Keywords: gene promoter, G-quadruplex, medullary thyroid cancer, naphthalene diimide, RET oncogene

Received: October 22, 2015    Accepted: May 13, 2016    Published: June 16, 2016


Medullary thyroid cancer (MTC) relies on the aberrant activation of RET proto-oncogene. Though targeted approaches (i.e., tyrosine kinase inhibitors) are available, the absence of complete responses and the onset of resistance mechanisms indicate the need for novel therapeutic interventions. Due to their role in regulation of gene expression, G-quadruplexes (G4) represent attractive targets amenable to be recognized or stabilized by small molecules.

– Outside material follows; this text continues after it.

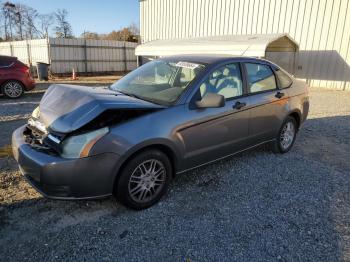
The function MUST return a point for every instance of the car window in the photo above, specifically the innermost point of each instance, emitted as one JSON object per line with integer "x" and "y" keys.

Here, we report that exposure of MTC cells to a tri-substituted naphthalene diimide (NDI) resulted in a significant antiproliferative activity paralleled by inhibition of RET expression. Biophysical analysis and gene reporter assays showed that impairment of RET expression was consequent to the NDI-mediated stabilization of the G4 forming within the gene promoter. We also showed for the first time that systemic administration of the NDI in mice xenotransplanted with MTC cells resulted in a remarkable inhibition of tumor growth in vivo. Overall, our findings indicate that NDI-dependent RET G4 stabilization represents a suitable approach to control RET transcription and delineate the rationale for the development of G4 stabilizing-based treatments for MTC as well as for other tumors in which RET may have functional and therapeutic implications.